I wanted to parameterize the JSON, so that it could be re-used in a much more efficient manner without having to scroll through the file to the JSON body and manually edit sections. This would be needed for both the Subscriptions/ResourceGroups (in the Scope object) and the Tags that I wanted to use.

In this example, I wanted a scheduled deployment that ran once (so I could control the date for the first Wednesday after the second Tuesday of the month), with a maintenance window of 4 hours, with dynamic grouping applied against multiple subscriptions and virtual machines with a defined “MaintenanceWindow” tag.

For the Scope definition, I created a PowerShell array containing the resource groups resource IDs. The format of these can be found in the Portal under “Properties” of the resource group.

# Populate this array with the subscription IDs and resource group names that it should apply to
$scopeDefinition = @(
  "/subscriptions/$subscriptionId/resourceGroups/managementVMs"
  ,"/subscriptions/$subscriptionId/resourceGroups/webVMs"
)

The Tag definition was created as a Hashtable, noting the tag value that I wanted to include:

# Populate this Hashtable with the tags and tag values that should it should be applied to
$tagdefinition = @{
  MaintenanceWindow = @("Thurs-2am-MST-4hours")
}

* side note, since Update Management doesn’t operate on the basis of local time of the VM (as SCCM is capable of) I need to build my maintenance windows around discrete time zones, and have multiple update configurations for these time zones even if the local time that I’m targeting is always the same (i.e. 2am).

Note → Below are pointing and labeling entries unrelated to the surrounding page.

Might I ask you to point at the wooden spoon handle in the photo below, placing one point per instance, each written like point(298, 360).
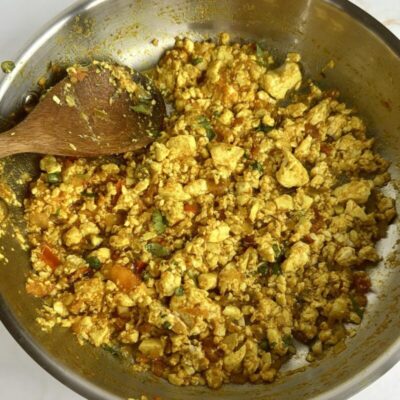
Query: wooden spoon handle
point(12, 142)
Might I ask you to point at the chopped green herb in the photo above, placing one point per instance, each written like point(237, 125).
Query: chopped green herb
point(264, 128)
point(260, 54)
point(112, 350)
point(287, 340)
point(179, 291)
point(205, 123)
point(356, 307)
point(145, 276)
point(154, 134)
point(93, 263)
point(160, 222)
point(142, 108)
point(157, 250)
point(197, 60)
point(167, 325)
point(7, 66)
point(54, 177)
point(277, 251)
point(264, 345)
point(276, 269)
point(257, 166)
point(88, 194)
point(263, 268)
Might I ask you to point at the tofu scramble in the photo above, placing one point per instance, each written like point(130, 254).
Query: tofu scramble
point(246, 227)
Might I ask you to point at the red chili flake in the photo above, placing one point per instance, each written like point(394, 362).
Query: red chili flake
point(191, 207)
point(362, 282)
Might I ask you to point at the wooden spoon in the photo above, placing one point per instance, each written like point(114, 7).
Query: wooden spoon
point(96, 110)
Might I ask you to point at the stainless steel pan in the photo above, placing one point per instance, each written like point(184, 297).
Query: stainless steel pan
point(367, 58)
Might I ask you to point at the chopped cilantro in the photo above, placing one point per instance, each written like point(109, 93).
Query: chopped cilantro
point(277, 250)
point(264, 128)
point(54, 177)
point(276, 269)
point(205, 123)
point(157, 250)
point(160, 222)
point(263, 268)
point(93, 263)
point(287, 340)
point(88, 194)
point(142, 108)
point(179, 291)
point(7, 66)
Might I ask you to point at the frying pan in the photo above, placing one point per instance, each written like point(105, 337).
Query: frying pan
point(367, 59)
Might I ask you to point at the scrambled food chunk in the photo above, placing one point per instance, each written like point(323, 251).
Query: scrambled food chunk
point(245, 227)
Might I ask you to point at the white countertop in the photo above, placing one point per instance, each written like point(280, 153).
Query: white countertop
point(20, 377)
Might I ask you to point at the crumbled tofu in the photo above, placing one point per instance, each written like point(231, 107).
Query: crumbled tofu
point(359, 191)
point(246, 223)
point(279, 81)
point(292, 172)
point(225, 155)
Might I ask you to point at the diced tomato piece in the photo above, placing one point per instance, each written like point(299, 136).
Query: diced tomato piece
point(49, 257)
point(118, 188)
point(140, 265)
point(123, 277)
point(191, 207)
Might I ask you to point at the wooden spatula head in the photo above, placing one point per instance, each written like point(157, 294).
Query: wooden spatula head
point(98, 109)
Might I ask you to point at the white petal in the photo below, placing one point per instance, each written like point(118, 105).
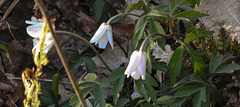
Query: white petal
point(103, 41)
point(33, 19)
point(31, 22)
point(142, 65)
point(110, 38)
point(49, 45)
point(132, 66)
point(35, 31)
point(135, 75)
point(99, 33)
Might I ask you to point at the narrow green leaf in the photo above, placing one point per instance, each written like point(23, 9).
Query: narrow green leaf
point(228, 68)
point(186, 91)
point(197, 100)
point(176, 62)
point(214, 63)
point(197, 61)
point(117, 73)
point(117, 86)
point(98, 8)
point(190, 14)
point(197, 34)
point(155, 27)
point(90, 65)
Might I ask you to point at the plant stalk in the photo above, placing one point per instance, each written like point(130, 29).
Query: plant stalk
point(61, 55)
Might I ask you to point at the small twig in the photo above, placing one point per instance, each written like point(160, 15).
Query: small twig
point(9, 9)
point(75, 35)
point(61, 55)
point(43, 80)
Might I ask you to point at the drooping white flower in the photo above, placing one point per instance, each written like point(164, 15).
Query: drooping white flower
point(35, 31)
point(137, 65)
point(103, 35)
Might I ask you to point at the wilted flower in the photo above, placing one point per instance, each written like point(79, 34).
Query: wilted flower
point(103, 35)
point(137, 65)
point(35, 31)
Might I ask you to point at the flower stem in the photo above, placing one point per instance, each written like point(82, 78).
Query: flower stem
point(120, 14)
point(75, 35)
point(145, 40)
point(61, 55)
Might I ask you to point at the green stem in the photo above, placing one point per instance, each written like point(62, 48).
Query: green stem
point(120, 14)
point(86, 41)
point(145, 40)
point(61, 55)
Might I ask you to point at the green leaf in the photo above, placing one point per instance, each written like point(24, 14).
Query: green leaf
point(190, 14)
point(90, 65)
point(177, 103)
point(176, 62)
point(214, 63)
point(150, 91)
point(228, 68)
point(175, 4)
point(197, 34)
point(157, 14)
point(197, 61)
point(117, 86)
point(186, 91)
point(55, 86)
point(226, 57)
point(3, 48)
point(98, 8)
point(1, 66)
point(100, 94)
point(131, 7)
point(76, 60)
point(105, 82)
point(91, 77)
point(155, 27)
point(122, 102)
point(151, 80)
point(117, 73)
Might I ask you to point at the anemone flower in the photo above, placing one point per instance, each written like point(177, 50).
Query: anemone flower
point(35, 31)
point(137, 65)
point(103, 35)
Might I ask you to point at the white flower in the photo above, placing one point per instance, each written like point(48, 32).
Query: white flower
point(137, 65)
point(103, 35)
point(35, 31)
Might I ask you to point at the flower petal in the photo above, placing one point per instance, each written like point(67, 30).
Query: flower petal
point(132, 66)
point(110, 38)
point(35, 31)
point(135, 74)
point(103, 41)
point(142, 65)
point(99, 33)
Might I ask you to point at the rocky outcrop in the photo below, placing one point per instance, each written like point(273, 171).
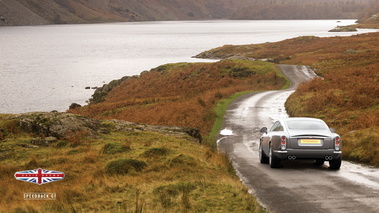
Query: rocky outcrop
point(57, 124)
point(53, 126)
point(101, 92)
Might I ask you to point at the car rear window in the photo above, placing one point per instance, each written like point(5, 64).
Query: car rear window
point(306, 125)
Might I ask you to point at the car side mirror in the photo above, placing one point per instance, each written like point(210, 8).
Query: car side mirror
point(264, 130)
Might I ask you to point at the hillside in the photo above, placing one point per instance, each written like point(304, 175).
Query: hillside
point(35, 12)
point(346, 96)
point(183, 94)
point(114, 166)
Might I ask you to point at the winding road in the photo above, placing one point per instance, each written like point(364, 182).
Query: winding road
point(299, 186)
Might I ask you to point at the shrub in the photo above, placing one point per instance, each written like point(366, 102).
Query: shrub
point(123, 166)
point(113, 148)
point(156, 152)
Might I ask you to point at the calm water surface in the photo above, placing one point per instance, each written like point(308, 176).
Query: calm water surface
point(44, 68)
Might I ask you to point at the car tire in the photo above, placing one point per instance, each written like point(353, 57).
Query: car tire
point(319, 162)
point(335, 164)
point(273, 160)
point(262, 156)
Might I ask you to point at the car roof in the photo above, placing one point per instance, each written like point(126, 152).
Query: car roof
point(300, 119)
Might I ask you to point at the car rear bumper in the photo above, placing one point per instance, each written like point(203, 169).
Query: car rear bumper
point(307, 153)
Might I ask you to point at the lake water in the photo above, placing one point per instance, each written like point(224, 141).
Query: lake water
point(44, 68)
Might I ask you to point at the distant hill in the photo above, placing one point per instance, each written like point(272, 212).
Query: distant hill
point(35, 12)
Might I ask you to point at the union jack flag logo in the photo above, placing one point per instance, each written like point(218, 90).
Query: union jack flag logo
point(39, 176)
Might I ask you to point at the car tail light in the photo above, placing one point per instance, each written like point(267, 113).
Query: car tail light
point(337, 143)
point(283, 140)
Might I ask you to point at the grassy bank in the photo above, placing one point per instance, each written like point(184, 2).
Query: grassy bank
point(122, 171)
point(136, 170)
point(183, 94)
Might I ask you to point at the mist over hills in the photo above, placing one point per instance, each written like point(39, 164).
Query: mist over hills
point(35, 12)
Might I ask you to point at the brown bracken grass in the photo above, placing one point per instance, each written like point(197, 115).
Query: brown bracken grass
point(183, 94)
point(347, 93)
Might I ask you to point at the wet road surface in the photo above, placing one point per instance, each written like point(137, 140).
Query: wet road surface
point(299, 186)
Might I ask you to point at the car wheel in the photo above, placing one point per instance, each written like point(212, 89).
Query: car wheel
point(335, 164)
point(262, 157)
point(319, 162)
point(273, 161)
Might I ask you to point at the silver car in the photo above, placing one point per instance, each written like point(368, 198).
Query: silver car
point(300, 138)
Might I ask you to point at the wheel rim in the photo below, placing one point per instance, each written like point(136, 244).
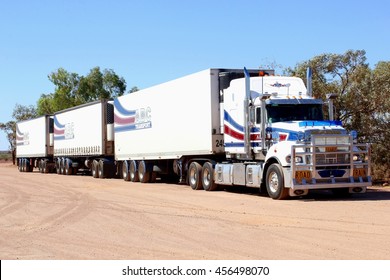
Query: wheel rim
point(141, 171)
point(133, 172)
point(273, 182)
point(206, 177)
point(124, 170)
point(193, 176)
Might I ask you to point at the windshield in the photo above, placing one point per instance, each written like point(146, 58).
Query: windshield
point(294, 112)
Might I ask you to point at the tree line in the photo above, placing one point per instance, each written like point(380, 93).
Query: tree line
point(363, 102)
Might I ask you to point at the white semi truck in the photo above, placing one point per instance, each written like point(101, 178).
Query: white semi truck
point(223, 127)
point(216, 128)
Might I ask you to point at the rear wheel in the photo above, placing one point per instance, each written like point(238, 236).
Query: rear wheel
point(194, 175)
point(275, 182)
point(68, 167)
point(208, 177)
point(125, 171)
point(143, 172)
point(95, 169)
point(133, 171)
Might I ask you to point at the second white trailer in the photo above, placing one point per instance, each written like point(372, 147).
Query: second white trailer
point(163, 126)
point(83, 139)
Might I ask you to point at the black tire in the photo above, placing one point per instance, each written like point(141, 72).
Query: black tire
point(101, 170)
point(45, 167)
point(194, 176)
point(125, 171)
point(68, 167)
point(40, 169)
point(95, 169)
point(341, 193)
point(58, 166)
point(24, 163)
point(208, 177)
point(133, 169)
point(274, 182)
point(144, 173)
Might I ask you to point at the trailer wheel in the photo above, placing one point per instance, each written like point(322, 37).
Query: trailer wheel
point(143, 172)
point(94, 169)
point(194, 176)
point(208, 177)
point(58, 166)
point(125, 170)
point(275, 182)
point(45, 167)
point(133, 171)
point(68, 167)
point(23, 169)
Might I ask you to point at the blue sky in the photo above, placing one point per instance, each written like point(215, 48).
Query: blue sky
point(149, 42)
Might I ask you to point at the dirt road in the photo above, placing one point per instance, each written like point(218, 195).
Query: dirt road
point(48, 216)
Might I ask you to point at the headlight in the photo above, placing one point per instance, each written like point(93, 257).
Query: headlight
point(297, 159)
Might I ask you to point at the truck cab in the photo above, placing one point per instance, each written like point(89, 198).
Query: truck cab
point(275, 131)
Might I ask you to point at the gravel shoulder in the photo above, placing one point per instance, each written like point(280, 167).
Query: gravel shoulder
point(47, 216)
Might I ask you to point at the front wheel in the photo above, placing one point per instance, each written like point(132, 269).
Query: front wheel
point(194, 176)
point(208, 177)
point(275, 182)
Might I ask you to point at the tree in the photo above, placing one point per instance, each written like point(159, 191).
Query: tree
point(72, 89)
point(20, 113)
point(362, 102)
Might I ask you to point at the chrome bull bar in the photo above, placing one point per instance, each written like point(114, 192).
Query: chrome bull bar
point(330, 161)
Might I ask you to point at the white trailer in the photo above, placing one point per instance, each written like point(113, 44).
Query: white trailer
point(34, 144)
point(83, 139)
point(158, 128)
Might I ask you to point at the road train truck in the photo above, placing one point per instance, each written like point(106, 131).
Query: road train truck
point(226, 127)
point(214, 128)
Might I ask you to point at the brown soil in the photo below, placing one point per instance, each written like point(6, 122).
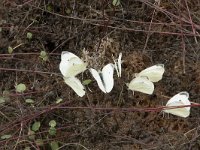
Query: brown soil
point(146, 32)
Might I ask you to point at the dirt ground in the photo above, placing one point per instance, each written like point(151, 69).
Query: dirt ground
point(146, 32)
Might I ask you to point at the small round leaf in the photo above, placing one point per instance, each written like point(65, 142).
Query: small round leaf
point(20, 87)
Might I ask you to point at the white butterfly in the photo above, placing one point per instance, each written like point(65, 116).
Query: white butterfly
point(118, 66)
point(153, 73)
point(76, 85)
point(179, 100)
point(144, 80)
point(104, 78)
point(141, 84)
point(71, 65)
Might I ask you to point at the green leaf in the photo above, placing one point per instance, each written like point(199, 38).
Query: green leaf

I can now convert these Powershell variables into JSON:

$applyResourceGroup = $scopeDefinition | ConvertTo-JSON
$applyTags = $tagdefinition | ConvertTo-JSON

and reference it within my JSON body like this:

"targets": 
      {
        "azureQueries": [{
                  "scope": $applyResourceGroup,
                  "tagSettings": {
                      "tags": $applyTags,
                      "filterOperator": "Any"
                  },
                  "locations": null
              }]
      }

Full Example

Here’s a full example that makes parameters of the full contents of the JSON body:

# API Reference: https://docs.microsoft.com/en-us/rest/api/automation/softwareupdateconfigurations/create
### Monthly Parameters ###
$deploymentName = "SUG_Thurs-2am-MST-4hours"
$starttime = "2018-11-15T02:00:00+00:00" 

# Scope Parameters
$clientsubscription = ""
# Populate this array with the subscription IDs and resource group names that it should apply to
$scopeDefinition = @(
  "/subscriptions/$clientsubscription/resourceGroups/managementVMs"
  ,"/subscriptions/$clientsubscription/resourceGroups/webVMs"
)

# Static Schedule Parameters
$AutomationRG = "test-rg" # Resource Group the Automation Account resides in
$automationAccountName = "test-automation"
$automationSubscription = "" # Subscription that the Automation Account resides in
# Populate this Hashtable with the tags and tag values that should it should be applied to
$tagdefinition = @{
  MaintenanceWindow = @("Thurs-2am-MST-4hours")
}
$duration = "PT4H0M" # This equals maintenance window - Put in the format PT2H0M, changing the numbers for hours and minutes
$rebootSetting = "IfRequired" # Options are Never, IfRequired
$includedUpdateClassifications = "Critical,UpdateRollup,Security,Updates" # List of options here: https://docs.microsoft.com/en-us/rest/api/automation/softwareupdateconfigurations/create#windowsupdateclasses
$timeZone = "America/Edmonton" # List from ??
$frequency = "OneTime" # Valid values: https://docs.microsoft.com/en-us/rest/api/automation/softwareupdateconfigurations/create#schedulefrequency
#$interval = "1" # How often to recur based on the frequency (i.e. if frequency = hourly, and interval = 2, then its every 2 hours)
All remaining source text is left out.